Re: Books - Strike Reread
Date: 2026-01-10 04:02 pm (UTC)I'm enjoying reading your thoughts but I have nothing else to contribute here!
Re: Books - Strike Reread
Date: 2026-01-11 12:11 am (UTC)Anyway! On this reread, I'm noticing just what an asset Barclay is to the team. On page 706, he agrees to pretend to be an adult baby for the sake of a case. Now that's professionalism.
Re: Books - Strike Reread
Date: 2026-01-11 12:16 am (UTC)Re: Books - Strike Reread
Date: 2026-01-11 01:15 am (UTC)So, to me, this is consistent with Barclay thinking Strike is out and busy and going into the office for reasons of his own, then quickly covering it up. Especially since it's used to interrupt a scene that the reader would be paying attention to (potential romance stuff). Would be a good place to put a plot-important detail.

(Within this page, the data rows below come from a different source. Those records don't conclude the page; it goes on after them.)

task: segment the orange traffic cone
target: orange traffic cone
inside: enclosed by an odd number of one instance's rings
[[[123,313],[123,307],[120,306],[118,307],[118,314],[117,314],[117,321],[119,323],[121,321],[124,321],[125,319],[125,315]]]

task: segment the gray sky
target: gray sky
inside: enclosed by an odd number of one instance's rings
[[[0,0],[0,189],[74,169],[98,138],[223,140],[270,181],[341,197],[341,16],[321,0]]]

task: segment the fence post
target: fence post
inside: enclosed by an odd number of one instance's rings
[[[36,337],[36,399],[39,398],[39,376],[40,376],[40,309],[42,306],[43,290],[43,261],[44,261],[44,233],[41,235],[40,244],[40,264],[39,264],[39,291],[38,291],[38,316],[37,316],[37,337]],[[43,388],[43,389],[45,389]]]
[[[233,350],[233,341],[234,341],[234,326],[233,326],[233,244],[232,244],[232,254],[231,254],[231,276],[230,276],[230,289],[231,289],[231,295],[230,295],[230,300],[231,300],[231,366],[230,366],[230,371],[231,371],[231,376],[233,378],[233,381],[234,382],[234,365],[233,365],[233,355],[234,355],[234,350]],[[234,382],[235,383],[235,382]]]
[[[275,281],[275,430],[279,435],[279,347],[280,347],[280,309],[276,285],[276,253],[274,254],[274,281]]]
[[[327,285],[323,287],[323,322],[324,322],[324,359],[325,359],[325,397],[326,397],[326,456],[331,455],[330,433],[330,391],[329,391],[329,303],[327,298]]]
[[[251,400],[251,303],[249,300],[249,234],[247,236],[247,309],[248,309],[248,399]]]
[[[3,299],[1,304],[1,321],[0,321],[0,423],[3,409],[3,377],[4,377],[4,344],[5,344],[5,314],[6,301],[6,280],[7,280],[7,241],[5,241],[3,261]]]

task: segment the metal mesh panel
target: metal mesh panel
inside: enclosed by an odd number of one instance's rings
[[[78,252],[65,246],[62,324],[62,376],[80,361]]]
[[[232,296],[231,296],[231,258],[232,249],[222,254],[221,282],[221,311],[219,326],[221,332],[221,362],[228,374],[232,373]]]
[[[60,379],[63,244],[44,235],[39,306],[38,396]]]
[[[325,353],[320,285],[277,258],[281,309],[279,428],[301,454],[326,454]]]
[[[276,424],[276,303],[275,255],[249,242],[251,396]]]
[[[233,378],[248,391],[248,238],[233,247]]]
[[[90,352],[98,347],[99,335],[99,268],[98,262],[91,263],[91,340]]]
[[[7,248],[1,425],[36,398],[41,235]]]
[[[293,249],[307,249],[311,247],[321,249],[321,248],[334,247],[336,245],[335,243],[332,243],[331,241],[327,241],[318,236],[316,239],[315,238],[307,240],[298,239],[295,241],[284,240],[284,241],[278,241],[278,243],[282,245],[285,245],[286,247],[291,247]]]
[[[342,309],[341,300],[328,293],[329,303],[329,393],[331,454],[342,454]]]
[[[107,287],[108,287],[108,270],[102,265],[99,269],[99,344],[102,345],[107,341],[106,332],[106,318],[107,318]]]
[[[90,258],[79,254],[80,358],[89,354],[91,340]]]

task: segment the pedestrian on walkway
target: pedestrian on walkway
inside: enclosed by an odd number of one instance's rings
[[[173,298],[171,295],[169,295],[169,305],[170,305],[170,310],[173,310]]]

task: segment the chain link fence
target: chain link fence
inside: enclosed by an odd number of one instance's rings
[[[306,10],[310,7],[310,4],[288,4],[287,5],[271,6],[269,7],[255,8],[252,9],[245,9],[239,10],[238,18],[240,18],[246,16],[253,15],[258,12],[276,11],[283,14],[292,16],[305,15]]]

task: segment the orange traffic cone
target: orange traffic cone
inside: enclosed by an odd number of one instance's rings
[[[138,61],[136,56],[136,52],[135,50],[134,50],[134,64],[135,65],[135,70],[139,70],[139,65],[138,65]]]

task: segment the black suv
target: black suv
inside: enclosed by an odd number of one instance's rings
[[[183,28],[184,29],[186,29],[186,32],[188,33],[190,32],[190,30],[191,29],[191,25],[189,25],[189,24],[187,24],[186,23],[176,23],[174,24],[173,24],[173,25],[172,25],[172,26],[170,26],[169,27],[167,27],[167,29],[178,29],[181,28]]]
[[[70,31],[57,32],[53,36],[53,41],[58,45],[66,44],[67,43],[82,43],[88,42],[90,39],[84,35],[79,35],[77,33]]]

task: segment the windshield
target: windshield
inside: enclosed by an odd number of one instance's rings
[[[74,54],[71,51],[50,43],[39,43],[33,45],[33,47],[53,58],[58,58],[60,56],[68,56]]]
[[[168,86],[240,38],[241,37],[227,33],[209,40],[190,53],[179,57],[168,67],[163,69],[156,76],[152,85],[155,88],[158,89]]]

But otoh, could be massively overthinking it. Maybe Barclay just expects Strike to be working late. Maybe the office windows don't face out onto the street; I don't remember. Plus the 'main' story of each of these books sometimes isn't told in a way I'd consider 'fair', with all the clues on the page before the characters work them out; sometimes Rowling narrates a scene, without including the clue, then 600 pages later, a character will remember the scene, with a new detail that contains the clue, and then work it out from that. Often feels 'cheaty'. So I'm not sure any overarching plot will have clues placed carefully, like this. I enjoy the books more for the vibes than the puzzling. But it'll be interesting to see if this goes anywhere. If I were picking a character to be treacherous, Barclay would be a good one.
Nearly at the end of this book, anyway. After this, they're ones I haven't read!